Au Brésil, le bon Dieu s'est fait sentir aussi. Nos Pères étaient allés là tenir le séminaire de Para. Il y avait trois ou quatre élèves, dont un très bon qui mourut. Les trois autres étaient de singuliers sujets. L’un d'entre eux qui est diacre a quitté le séminaire pour se marier. Il est impossible de venir à bout de cette œuvre dans ce malheureux pays, dans un diocèse qui est presque aussi étendu que l'Europe. Voyant qu'on n'y pouvait rien faire, le Père Séguin malade est revenu. Mgr de Macédoine me demanda d'envoyer le Père David et le Père Lardon en mission aux Parantins, à deux cents lieues de Para. Là il y a une paroisse dont la juridiction s'étend à plus de cinq cents lieues d'un côté, de l'autre côté on ne sait pas jusqu'où elle va. Nos Pères prêchent là une mission ou deux et il s'y passe des choses bien belles et bien surnaturelles. Après s'être occupés de la paroisse, nos Pères vont dans la banlieue. Ils trouvent des Indiens qui ont autrefois entendu parler des Padre. Ils s'avancent. La première personne qu'ils rencontrent est une négresse: “Père, leur dit‑elle, personne ne m'avait dit que vous deviez venir. J'ai vu pendant mon rêve que ma conscience n'est pas en bon état, qu'il fallait que je vienne au village et que là je trouverais un Père qui me pardonnerait mes péchés”. Elle n'avait jamais vu de prêtre de sa vie. Ils prêchent une mission très fructueuse, font deux ou trois cents baptêmes, et je ne sais combien de centaines de mariages et de confessions. Enfin, après un voyage extrêmement consolant et fécond, ils rentrent aux Parantins et trouvent une lettre qui leur ordonne de tout abandonner et de se mettre en route pour Rio Bamba, dans la République de l'Equateur. Pourquoi ce contre-ordre?

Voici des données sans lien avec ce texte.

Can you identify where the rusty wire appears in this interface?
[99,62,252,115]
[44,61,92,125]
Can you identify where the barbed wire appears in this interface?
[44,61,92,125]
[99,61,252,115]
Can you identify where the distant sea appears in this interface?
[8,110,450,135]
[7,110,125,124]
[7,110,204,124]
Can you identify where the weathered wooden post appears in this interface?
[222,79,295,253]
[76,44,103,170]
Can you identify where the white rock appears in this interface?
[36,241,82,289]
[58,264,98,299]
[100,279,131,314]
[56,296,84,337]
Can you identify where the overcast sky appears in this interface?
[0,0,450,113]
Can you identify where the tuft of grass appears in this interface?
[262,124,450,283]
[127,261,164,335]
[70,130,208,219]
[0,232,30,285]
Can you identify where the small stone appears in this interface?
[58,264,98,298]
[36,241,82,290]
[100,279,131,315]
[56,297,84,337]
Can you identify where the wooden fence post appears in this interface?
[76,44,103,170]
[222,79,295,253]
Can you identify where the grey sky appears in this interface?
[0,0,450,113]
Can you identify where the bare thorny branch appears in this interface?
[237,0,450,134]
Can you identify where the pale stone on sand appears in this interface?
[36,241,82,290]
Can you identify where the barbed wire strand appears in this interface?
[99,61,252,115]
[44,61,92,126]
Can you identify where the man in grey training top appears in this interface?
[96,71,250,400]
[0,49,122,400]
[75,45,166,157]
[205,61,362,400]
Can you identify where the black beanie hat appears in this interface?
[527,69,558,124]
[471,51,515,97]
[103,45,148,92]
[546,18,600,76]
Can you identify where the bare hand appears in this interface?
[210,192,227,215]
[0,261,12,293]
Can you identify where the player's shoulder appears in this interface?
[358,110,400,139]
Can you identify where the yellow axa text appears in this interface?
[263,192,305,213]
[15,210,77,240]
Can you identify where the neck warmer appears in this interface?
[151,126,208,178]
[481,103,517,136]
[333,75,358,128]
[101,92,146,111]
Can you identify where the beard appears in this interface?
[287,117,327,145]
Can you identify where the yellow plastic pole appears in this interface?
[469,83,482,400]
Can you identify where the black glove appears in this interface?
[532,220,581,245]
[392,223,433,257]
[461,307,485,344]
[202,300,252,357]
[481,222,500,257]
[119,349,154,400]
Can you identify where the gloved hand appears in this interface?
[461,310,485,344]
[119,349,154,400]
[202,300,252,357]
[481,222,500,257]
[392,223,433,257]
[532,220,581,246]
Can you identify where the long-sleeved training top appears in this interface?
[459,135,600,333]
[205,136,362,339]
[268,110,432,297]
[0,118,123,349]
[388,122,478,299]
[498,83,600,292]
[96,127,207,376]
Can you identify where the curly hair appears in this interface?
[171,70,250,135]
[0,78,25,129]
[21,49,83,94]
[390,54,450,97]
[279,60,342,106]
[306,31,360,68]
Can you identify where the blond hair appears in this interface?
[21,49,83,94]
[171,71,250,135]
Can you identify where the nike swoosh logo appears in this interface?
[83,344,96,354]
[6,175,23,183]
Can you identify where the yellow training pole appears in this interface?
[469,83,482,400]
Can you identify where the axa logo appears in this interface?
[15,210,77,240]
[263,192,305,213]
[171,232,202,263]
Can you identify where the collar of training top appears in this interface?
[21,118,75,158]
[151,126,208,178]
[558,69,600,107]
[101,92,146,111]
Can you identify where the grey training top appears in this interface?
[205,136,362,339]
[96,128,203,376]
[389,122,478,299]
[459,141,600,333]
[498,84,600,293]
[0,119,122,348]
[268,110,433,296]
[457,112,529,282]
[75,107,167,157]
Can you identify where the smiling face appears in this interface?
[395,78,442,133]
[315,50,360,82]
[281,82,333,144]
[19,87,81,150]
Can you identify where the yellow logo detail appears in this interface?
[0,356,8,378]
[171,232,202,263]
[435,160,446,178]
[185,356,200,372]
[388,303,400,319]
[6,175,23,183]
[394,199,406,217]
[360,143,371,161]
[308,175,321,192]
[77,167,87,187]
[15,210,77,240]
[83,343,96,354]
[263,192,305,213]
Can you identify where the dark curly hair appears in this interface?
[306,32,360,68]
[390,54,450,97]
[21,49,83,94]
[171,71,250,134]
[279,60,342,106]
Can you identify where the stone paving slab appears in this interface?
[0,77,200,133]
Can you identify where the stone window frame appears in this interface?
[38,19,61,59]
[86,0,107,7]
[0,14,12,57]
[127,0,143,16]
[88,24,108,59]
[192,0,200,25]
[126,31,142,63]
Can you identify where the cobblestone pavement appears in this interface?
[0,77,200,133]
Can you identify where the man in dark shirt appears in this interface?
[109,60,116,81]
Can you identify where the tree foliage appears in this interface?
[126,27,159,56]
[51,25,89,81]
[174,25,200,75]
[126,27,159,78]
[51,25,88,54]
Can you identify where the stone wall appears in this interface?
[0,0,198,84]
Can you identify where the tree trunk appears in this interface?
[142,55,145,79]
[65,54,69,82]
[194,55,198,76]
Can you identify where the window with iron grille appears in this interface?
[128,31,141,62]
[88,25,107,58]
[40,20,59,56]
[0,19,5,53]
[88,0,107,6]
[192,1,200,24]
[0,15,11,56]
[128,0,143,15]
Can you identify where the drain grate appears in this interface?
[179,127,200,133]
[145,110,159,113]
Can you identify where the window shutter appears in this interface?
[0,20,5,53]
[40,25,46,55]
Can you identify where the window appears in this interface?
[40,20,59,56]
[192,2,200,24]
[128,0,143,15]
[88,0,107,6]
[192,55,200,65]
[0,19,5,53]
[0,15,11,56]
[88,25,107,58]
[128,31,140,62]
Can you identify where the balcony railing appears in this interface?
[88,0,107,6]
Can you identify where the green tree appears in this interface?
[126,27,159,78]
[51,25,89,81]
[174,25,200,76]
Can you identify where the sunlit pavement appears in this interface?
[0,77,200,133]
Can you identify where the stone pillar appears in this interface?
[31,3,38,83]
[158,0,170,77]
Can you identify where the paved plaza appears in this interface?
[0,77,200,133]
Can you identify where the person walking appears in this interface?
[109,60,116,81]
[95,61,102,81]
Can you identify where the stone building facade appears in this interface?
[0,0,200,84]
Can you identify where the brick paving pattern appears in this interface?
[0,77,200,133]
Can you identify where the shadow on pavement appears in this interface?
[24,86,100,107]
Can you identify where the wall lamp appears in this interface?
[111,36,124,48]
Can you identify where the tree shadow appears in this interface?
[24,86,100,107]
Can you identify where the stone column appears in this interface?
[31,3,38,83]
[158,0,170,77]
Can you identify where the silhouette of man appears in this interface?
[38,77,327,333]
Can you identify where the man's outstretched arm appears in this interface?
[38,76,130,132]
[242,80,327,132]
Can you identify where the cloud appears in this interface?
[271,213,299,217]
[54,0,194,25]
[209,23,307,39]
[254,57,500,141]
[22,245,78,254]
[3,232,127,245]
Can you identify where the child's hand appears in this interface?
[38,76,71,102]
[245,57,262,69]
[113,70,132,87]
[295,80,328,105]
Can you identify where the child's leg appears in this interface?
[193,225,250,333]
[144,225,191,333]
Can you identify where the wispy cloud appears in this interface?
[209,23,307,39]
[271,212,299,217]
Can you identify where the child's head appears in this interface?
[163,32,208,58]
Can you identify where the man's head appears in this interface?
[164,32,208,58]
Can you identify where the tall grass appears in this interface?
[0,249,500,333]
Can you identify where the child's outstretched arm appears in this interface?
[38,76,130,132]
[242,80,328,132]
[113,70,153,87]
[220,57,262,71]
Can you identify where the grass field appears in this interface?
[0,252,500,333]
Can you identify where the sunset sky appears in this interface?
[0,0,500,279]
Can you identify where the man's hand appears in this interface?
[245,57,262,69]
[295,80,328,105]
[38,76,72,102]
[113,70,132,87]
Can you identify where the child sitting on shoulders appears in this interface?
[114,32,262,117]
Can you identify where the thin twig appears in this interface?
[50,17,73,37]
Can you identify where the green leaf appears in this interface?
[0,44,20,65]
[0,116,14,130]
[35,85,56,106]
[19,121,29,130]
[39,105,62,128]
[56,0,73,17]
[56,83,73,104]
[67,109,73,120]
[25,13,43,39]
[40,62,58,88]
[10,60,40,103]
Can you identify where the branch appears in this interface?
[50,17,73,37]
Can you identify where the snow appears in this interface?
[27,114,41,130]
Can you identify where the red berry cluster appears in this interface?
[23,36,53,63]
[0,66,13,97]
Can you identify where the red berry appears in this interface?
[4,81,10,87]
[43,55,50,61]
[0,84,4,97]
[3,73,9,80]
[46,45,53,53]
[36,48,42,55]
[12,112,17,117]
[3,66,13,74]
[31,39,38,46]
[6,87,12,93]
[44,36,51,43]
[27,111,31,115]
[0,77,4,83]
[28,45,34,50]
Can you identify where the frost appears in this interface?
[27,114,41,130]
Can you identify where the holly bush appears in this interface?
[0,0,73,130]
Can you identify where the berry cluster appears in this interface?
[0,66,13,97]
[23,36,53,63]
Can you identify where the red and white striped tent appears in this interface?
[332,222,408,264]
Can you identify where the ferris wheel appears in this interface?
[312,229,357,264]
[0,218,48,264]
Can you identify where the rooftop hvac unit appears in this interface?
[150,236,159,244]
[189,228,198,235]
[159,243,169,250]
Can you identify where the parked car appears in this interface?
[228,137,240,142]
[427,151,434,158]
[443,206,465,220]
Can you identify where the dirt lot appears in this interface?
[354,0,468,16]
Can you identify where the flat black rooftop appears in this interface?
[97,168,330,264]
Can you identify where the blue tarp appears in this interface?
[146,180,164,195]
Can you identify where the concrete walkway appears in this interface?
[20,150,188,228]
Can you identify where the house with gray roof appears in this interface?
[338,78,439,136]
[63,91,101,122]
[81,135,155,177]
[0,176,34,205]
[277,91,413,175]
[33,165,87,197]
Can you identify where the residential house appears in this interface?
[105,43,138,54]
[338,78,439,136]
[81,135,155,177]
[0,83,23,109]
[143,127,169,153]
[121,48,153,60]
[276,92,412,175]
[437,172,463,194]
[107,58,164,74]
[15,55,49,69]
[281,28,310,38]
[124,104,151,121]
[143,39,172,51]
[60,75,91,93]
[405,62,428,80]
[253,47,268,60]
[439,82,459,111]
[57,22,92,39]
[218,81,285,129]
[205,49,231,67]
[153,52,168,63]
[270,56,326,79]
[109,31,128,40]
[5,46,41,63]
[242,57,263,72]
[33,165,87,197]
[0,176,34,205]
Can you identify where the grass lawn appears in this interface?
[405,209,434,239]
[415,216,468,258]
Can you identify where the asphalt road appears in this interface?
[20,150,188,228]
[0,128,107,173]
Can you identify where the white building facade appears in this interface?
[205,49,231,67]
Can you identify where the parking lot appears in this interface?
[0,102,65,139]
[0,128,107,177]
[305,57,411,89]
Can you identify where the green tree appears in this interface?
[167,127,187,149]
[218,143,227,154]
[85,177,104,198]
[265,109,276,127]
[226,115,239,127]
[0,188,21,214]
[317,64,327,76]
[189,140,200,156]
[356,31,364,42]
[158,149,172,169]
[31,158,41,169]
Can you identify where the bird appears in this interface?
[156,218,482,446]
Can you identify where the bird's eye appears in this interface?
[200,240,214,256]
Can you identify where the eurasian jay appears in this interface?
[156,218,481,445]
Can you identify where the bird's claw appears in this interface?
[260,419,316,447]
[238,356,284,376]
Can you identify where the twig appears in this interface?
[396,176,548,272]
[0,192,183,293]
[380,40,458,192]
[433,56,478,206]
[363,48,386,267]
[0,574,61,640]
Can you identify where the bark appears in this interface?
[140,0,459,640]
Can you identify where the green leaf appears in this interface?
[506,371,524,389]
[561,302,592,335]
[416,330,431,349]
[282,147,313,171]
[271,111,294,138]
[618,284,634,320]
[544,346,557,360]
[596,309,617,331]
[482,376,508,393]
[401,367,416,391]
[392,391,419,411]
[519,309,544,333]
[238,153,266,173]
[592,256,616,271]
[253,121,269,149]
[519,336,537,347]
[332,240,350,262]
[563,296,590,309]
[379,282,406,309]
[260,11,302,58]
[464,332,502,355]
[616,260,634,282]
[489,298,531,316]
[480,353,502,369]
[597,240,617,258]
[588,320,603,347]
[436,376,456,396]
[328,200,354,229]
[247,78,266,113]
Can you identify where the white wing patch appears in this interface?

A Rome, à la Propagande, le Secrétaire, le Préfet lui‑même m'avaient dit: “Vous êtes au Brésil, en êtes‑vous contents? Que font vos Pères?”—“Ils sont curés”. Là‑dessus on nous conseilla de ne pas rester. Dans ce malheureux pays, le gouvernement qui est dirigé par les Francs‑Maçons est opposé à ce qu'on porte l'Evangile aux Indiens sauvages. Il ne veut pas laisser fonder de nouveaux évêchés, il ne veut pas admettre les Congrégations religieuses, ni les missionnaires. Le Saint-Siège veut qu'on amène le gouvernement du Brésil à accepter des missionnaires”. “Ecrivez à Para, m'a‑t‑on dit à Rome, que vous irez le jour où l'on érigera une Préfecture apostolique. Nous ne pouvons vous aider dans vos missions sans cela”. C'est ce que nous avons fait immédiatement. Au reçu de cet ordre, le Père David m'écrit: “J'ai reçu votre lettre comme l'expression de la volonté de Dieu et je me mettrais immédiatement en marche pour l'Equateur, si je n'avais pris des engagements avec les gens du pays. Voilà le moment des fêtes, et ces fêtes réunissent un grand nombre de peuple. On m'a déjà donné des honoraires. Ces fêtes dureront jusqu'à la fin de juillet. Ces gens en outre sont très irritables; ils en viendraient probablement à des voies de fait, s'ils apprenaient que nous voulons les quitter avant les fêtes et les processions qui les accompagnent, et qui sont une chose capitale pour le pays. Aussitôt les fêtes terminées, nous partirons. Nous allons vendre nos deux vaches, nous placerons nos deux domestiques, nous avons trente poules, nous allons les manger, cela fera une par jour. Mon Père, ajoutait‑il en finissant, vous nous envoyez dans un pays que nous ne connaissons pas. Tout ce que nous en avons appris, c'est qu'il y a quelques années un tremblement de terre y a englouti 40.000 personnes. Nous y courons néanmoins avec bonheur, puisque c'est la volonté de Dieu. Hier soir, m'écrivait‑il ensuite, fête de saint Dominique, nous avons mangé notre trentième poule et nous nous sommes mis en marche”. Voilà des lettres qui portent un cachet bien profond et bien tranché de l'esprit religieux.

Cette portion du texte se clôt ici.